Más de 100 empresarios y autoridades bolivianas participaron este martes en São Paulo en un foro destinado a fortalecer los lazos comerciales y explorar nuevas oportunidades de inversión con sus contrapartes brasileñas.
La delegación estuvo encabezada por el canciller Fernando Aramayo, los ministros de Desarrollo Productivo, Rural y Agua, Oscar Mario Justiniano, y de Economía, Gabriel Espinoza, junto a representantes del sector privado, como Eduardo Olivo, presidente de la Cámara Nacional de Comercio, y Giovanni Ortuño, presidente de la Confederación de Empresarios Privados.

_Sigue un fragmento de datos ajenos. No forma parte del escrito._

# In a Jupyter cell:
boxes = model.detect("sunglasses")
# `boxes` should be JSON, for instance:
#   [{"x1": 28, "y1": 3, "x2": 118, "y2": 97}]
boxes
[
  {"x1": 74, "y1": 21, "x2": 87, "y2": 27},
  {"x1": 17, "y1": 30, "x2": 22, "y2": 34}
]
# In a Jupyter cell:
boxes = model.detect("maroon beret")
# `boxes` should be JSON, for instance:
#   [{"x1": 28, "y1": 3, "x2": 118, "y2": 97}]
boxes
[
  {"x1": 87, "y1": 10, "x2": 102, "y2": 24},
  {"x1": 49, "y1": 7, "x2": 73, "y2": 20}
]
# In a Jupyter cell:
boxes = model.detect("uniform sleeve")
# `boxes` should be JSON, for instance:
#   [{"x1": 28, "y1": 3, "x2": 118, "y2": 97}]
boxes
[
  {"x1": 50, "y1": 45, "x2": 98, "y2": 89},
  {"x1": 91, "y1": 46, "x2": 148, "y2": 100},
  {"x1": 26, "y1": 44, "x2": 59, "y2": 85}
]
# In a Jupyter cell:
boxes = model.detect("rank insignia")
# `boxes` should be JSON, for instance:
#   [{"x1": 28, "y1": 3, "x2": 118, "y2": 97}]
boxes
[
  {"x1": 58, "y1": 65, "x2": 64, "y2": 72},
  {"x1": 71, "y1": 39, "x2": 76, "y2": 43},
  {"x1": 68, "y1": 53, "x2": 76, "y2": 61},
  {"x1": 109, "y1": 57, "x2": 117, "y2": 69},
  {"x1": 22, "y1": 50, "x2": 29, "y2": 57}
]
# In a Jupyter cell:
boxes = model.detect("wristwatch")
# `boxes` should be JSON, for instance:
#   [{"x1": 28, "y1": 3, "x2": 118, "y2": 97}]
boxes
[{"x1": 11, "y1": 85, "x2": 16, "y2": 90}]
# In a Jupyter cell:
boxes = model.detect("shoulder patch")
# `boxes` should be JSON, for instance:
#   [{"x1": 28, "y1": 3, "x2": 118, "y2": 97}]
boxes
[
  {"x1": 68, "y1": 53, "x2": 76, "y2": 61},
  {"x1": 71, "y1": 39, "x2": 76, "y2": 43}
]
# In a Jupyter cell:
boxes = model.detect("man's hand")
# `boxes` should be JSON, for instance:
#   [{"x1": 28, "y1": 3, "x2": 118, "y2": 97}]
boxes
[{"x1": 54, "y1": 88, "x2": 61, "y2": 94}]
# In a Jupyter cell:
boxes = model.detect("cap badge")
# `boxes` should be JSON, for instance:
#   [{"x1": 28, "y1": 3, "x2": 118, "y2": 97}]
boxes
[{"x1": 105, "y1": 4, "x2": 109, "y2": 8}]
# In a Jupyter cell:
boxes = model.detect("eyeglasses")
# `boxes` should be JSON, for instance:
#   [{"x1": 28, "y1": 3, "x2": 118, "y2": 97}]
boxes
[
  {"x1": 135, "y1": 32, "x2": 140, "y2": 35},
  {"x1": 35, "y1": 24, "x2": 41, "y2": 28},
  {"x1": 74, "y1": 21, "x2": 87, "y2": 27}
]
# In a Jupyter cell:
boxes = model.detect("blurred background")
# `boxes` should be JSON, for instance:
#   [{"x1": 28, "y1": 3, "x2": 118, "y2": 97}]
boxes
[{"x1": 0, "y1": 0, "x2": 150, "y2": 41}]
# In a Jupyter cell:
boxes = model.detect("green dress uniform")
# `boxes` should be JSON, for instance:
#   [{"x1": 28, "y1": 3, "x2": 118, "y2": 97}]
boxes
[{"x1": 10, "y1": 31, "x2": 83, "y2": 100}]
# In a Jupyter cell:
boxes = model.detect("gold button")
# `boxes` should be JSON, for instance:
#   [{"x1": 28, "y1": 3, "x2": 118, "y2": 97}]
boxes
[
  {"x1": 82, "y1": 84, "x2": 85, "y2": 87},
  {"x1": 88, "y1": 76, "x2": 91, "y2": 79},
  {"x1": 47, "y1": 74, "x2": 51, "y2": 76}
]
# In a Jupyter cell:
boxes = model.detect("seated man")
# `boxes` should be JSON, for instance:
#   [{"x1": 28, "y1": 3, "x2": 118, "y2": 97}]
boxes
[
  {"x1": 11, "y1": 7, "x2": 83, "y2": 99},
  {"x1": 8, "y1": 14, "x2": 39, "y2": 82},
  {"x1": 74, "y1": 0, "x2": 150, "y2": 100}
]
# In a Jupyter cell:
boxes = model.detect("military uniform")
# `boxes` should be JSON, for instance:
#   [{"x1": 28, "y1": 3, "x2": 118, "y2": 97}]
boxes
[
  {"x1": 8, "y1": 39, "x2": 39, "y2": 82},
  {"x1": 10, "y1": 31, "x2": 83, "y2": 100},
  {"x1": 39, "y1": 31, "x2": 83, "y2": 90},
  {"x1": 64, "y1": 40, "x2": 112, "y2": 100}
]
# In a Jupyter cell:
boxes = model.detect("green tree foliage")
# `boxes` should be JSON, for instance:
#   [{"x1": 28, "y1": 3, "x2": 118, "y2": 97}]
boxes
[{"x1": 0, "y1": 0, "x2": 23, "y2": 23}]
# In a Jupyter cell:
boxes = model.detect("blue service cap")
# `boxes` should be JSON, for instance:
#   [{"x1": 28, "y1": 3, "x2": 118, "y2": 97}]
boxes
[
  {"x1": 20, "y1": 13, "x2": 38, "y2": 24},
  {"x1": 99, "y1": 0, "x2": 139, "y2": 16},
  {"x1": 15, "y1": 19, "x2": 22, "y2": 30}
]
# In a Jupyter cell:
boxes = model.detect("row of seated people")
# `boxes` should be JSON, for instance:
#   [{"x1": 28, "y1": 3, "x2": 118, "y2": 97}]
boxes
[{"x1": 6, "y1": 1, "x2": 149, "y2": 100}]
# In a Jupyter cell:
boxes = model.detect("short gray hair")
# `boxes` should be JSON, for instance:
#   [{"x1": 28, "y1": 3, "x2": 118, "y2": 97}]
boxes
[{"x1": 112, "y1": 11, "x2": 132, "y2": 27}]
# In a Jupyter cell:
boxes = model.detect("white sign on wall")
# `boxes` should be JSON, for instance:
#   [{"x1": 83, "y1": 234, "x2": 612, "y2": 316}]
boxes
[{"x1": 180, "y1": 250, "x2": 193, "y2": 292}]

El gobernador de Santa Cruz, Luis Fernando Camacho, también asistió al encuentro.
El evento se da en el marco de la agenda bilateral iniciada con la visita del presidente Rodrigo Paz a Brasilia, donde firmó acuerdos con su homólogo Luiz Inácio Lula da Silva orientados a la cooperación en energía, turismo y desarrollo económico.
Durante la reunión, los participantes identificaron oportunidades de negocios en sectores estratégicos como alimentos, lácteos, frutas, semillas, algodón, caña de azúcar y soja, así como proyectos de innovación tecnológica en biotecnología con el apoyo de Embrapa. Según Espinoza, el objetivo es “crear condiciones que permitan al sector privado invertir y desarrollar proyectos que impulsen la economía nacional”.
Brasil es actualmente el segundo socio comercial más importante de Bolivia, pero el flujo de comercio bilateral aún está por debajo de su potencial. La Expocruz 2025, celebrada en Santa Cruz de la Sierra con la participación de más de 100 empresas brasileñas, demostró el interés del sector privado en consolidar relaciones comerciales y abrir nuevas oportunidades de inversión.
La Federación de Empresarios Privados de La Paz (FEPLP) señaló que estas reuniones son fundamentales para promover alianzas estratégicas, generar confianza entre empresas y fortalecer el comercio entre Bolivia y Brasil, creando un marco más sólido y competitivo para ambos países.
Con estas iniciativas, Bolivia busca diversificar sus mercados, atraer capital privado y consolidar su posición como un destino confiable para inversiones estratégicas en la región.